Hong Kong's value of total retail sales in December 2013, provisionally estimated at HK$49.7 billion, rose 5.7% over a year earlier. After netting out the effect of price changes over the same period, the volume of total retail sales grew 6.1% in December 2013 compared with a year earlier, data from the Census and Statistics Department showed. The revised estimate of the value of total retail sales in November 2013 rose 8.5% over the same period a year earlier, while the volume of total retail sales expanded 9.1%. For 2013 as a whole, the value of total retail sales was HK$494.5 billion, up 11% in value and 10.6% in volume over 2012.
The Land Registry today said the number of sale and purchase agreements for all building units received for registration in January was 5,817, a decrease of 3.1% compared with December 2013 and down 29.9% year-on-year. The 12-month moving average for January was 5,668, 3.5% below the 12-month moving average for December 2013 and 43% below that for the same month last year.

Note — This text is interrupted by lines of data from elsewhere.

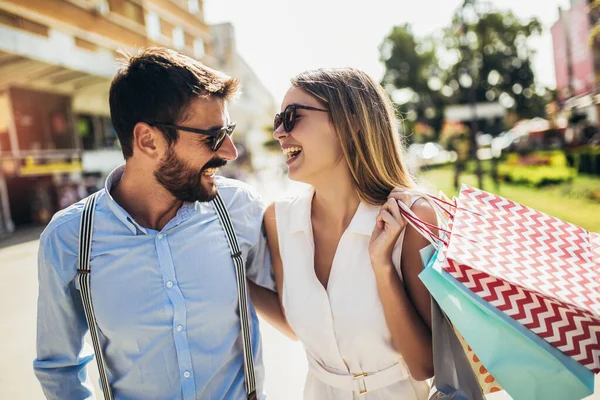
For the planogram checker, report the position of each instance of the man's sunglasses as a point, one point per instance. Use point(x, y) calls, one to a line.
point(217, 135)
point(288, 116)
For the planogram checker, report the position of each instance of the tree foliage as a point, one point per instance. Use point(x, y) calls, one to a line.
point(482, 55)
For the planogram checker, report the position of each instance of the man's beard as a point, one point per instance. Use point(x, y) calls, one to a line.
point(183, 182)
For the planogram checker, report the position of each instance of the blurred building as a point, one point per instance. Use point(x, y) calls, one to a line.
point(577, 59)
point(253, 111)
point(57, 60)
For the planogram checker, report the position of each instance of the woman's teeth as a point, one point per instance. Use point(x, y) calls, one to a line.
point(292, 151)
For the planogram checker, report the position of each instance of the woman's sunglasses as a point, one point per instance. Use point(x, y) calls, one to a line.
point(288, 116)
point(217, 135)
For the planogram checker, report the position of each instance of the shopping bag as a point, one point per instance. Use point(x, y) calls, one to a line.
point(485, 379)
point(526, 366)
point(454, 377)
point(537, 269)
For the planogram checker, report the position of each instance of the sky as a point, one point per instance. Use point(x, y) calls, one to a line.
point(280, 38)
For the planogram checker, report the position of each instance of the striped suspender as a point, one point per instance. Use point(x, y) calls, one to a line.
point(85, 250)
point(240, 273)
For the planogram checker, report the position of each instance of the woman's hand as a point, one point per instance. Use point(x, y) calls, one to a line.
point(390, 223)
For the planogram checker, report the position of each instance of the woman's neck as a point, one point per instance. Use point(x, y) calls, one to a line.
point(335, 202)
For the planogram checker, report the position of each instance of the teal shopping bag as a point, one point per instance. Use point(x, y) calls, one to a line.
point(526, 366)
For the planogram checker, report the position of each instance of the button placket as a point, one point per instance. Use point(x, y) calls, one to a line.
point(182, 348)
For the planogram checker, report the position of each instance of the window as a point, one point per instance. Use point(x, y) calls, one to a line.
point(193, 6)
point(153, 25)
point(199, 48)
point(178, 38)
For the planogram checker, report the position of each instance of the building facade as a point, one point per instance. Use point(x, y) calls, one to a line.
point(577, 60)
point(57, 60)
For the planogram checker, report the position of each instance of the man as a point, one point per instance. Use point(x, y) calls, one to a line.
point(163, 281)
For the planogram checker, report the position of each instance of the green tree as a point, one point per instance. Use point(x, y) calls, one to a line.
point(412, 73)
point(493, 59)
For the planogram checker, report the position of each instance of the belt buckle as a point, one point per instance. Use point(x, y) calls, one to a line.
point(361, 378)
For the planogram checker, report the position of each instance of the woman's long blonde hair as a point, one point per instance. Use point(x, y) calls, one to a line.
point(364, 119)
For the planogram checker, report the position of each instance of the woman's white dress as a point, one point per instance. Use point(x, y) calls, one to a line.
point(343, 327)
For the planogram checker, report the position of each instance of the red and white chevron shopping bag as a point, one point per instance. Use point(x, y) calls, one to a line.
point(537, 269)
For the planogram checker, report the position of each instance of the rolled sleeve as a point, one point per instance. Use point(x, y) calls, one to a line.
point(62, 354)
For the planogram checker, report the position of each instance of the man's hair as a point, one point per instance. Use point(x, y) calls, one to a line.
point(157, 85)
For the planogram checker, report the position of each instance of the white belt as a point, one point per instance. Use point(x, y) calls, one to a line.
point(364, 382)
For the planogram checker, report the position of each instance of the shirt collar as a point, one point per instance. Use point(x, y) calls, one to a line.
point(300, 218)
point(113, 178)
point(362, 223)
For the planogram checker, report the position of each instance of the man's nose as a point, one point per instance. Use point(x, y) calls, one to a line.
point(227, 151)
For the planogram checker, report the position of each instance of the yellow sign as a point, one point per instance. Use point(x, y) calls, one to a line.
point(30, 169)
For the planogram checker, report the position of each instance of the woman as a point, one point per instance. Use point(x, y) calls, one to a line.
point(345, 266)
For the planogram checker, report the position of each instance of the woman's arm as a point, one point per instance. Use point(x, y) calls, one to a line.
point(406, 305)
point(269, 304)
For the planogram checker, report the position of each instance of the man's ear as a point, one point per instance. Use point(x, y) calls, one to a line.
point(148, 140)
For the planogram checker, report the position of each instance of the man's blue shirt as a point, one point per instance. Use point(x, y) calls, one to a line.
point(165, 302)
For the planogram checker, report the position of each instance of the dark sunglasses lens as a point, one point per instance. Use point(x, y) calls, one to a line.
point(218, 140)
point(289, 118)
point(276, 121)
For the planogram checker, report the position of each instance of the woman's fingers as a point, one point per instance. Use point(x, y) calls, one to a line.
point(392, 206)
point(388, 219)
point(400, 194)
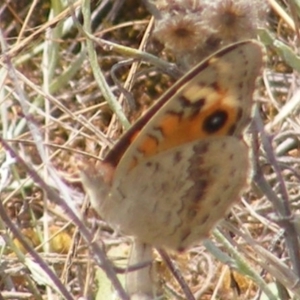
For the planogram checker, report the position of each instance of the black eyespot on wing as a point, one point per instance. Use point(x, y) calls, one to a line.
point(215, 121)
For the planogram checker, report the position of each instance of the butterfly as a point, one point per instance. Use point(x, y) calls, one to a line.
point(176, 172)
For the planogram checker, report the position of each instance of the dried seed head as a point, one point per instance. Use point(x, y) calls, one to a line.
point(194, 29)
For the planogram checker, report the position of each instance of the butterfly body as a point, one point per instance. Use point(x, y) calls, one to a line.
point(178, 170)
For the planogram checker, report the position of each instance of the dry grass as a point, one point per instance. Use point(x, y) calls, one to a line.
point(52, 110)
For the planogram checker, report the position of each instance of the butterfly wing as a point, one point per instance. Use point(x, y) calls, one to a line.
point(174, 198)
point(175, 173)
point(213, 99)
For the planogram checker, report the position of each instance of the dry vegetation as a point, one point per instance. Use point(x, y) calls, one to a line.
point(52, 112)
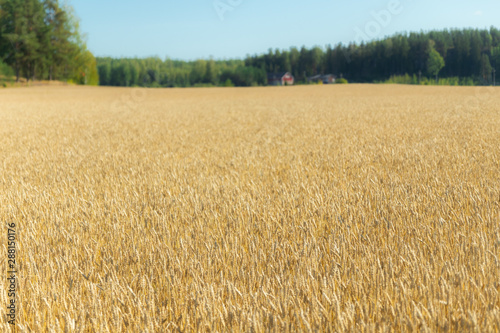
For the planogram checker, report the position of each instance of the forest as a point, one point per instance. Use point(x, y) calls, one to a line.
point(452, 57)
point(41, 40)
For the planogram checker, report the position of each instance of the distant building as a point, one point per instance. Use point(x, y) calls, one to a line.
point(325, 79)
point(280, 79)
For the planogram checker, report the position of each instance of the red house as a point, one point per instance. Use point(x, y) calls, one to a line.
point(280, 79)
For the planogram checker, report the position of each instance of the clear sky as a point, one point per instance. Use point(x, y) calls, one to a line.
point(191, 29)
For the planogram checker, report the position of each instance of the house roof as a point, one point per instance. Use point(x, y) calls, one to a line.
point(320, 76)
point(276, 76)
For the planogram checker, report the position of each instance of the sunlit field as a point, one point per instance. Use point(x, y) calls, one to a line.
point(314, 208)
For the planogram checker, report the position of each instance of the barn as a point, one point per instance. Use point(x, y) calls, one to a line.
point(280, 79)
point(325, 79)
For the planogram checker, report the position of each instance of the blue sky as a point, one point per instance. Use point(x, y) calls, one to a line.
point(192, 29)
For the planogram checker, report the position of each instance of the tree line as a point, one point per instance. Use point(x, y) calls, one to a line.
point(464, 56)
point(40, 40)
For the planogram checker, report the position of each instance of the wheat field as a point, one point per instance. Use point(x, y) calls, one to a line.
point(356, 208)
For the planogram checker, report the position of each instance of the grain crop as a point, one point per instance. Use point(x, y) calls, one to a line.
point(367, 208)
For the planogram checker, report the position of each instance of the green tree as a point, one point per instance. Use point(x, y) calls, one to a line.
point(486, 68)
point(434, 62)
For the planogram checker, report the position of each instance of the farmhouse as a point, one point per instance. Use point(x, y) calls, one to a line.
point(280, 79)
point(325, 79)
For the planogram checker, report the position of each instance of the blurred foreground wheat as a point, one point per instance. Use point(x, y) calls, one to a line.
point(334, 208)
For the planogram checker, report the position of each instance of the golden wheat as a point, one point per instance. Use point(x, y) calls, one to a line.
point(325, 208)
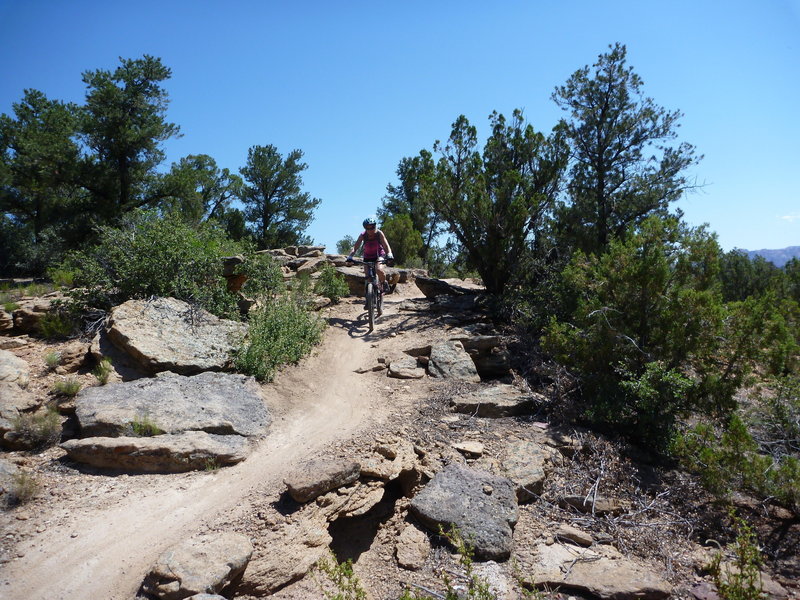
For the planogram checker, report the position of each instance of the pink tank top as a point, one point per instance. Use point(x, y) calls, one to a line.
point(372, 247)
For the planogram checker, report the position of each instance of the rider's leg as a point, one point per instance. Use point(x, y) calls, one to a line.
point(366, 275)
point(382, 277)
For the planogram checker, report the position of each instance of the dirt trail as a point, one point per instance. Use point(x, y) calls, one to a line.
point(103, 541)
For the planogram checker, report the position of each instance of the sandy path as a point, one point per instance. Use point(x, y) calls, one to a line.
point(106, 548)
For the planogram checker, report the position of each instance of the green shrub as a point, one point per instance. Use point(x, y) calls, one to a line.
point(331, 284)
point(264, 276)
point(742, 580)
point(62, 277)
point(477, 588)
point(280, 332)
point(731, 461)
point(150, 255)
point(103, 371)
point(144, 426)
point(67, 387)
point(52, 360)
point(345, 583)
point(39, 429)
point(648, 339)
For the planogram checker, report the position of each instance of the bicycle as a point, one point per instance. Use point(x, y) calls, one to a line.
point(373, 291)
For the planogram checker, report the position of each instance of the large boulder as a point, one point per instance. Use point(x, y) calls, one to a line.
point(166, 334)
point(449, 360)
point(13, 369)
point(206, 564)
point(602, 572)
point(482, 506)
point(220, 403)
point(178, 453)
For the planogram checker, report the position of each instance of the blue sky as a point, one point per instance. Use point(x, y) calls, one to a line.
point(359, 85)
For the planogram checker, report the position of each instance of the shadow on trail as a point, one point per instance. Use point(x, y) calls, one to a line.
point(385, 325)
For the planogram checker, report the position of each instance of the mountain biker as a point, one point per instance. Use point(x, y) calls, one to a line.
point(375, 247)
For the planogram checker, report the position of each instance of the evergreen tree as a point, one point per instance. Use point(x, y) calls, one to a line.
point(274, 203)
point(38, 157)
point(496, 203)
point(622, 166)
point(123, 128)
point(411, 196)
point(199, 189)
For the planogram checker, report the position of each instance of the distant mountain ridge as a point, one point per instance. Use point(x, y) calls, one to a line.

In Indonesia, shares in the Indonesian market rose after better-than-expected GDP growth for the fourth quarter, led by large caps such as Telkom Indonesia and Bank Rakyat Indonesia, with foreign investors buying a net 144.2 billion rupiah ($11.8 million). Indonesia's Jakarta Composite index added 0.74% to 4384.31.
Indonesia's economic growth unexpectedly quickened last quarter after an export rebound, an acceleration that may be short-lived as higher interest rates weigh on domestic consumption and investment. Gross domestic product rose 5.72% in the three months ended Dec. 31 from a year earlier, the Central Bureau of Statistics said in Jakarta today. The economy grew 5.78% in 2013.
In India, key benchmark indices edged higher in choppy trade after a survey showed that India's service providers were optimistic in January that business activity would expand over the next year.
The S&P BSE Sensex was up 49.10 points or 0.24% to 20,261.03, its highest closing level since 31 January 2014.
Shares of state-run power equipment major Bharat Heavy Electricals (Bhel) dropped in choppy trade after the company reported poor Q3 December 2013 results.
Pricol surged 4.72% after net profit jumped 345.1% to Rs 11.93 crore on 6.1% growth in net sales to Rs 210.67 crore in Q3 December 2013 over Q3 December 2012. The Q3 result was announced after market hours on Tuesday, 4 February 2014.
Shares of state-run power equipment major Bharat Heavy Electricals (Bhel) dropped in choppy trade after the company reported poor Q3 December 2013 results. The stock shed 1.96% to Rs 160.20.
Voltas jumped 6.33% to Rs 115 after a foreign brokerage upgraded the stock to 'buy' from 'sell', citing improvement at unitary cooling and engineering agency divisions. The brokerage raised its target price on the Voltas stock to Rs 128 from Rs 84 earlier.
Power Finance Corporation rose 5.33% on good Q3 result. The company's net profit rose 37.35% to Rs 1534.31 crore on 24.2% increase in operating income to Rs 5547.16 crore in Q3 December 2013 over Q3 December 2012.
Tech Mahindra rose 3.81% on strong Q3 results. The company after market hours on Tuesday, 4 February 2014, said its consolidated profit after tax (PAT) jumped 40.6% to Rs 1010 crore on 2.7% increase in revenue to Rs 4899 crore in Q3 December 2013 over Q2 September 2013.
Ranbaxy Laboratories jumped as the company's net loss narrowed in Q4 December 2013. Most realty shares edged higher.
Elsewhere in the Asia Pacific region, New Zealand's NZX50 index added 0.11%. Malaysia's KLSE Composite rose 0.4%. Singapore's Straits Times index fell 0.19%. Taiwan's Taiex index shed 2.34%. Markets in mainland China was closed for holidays.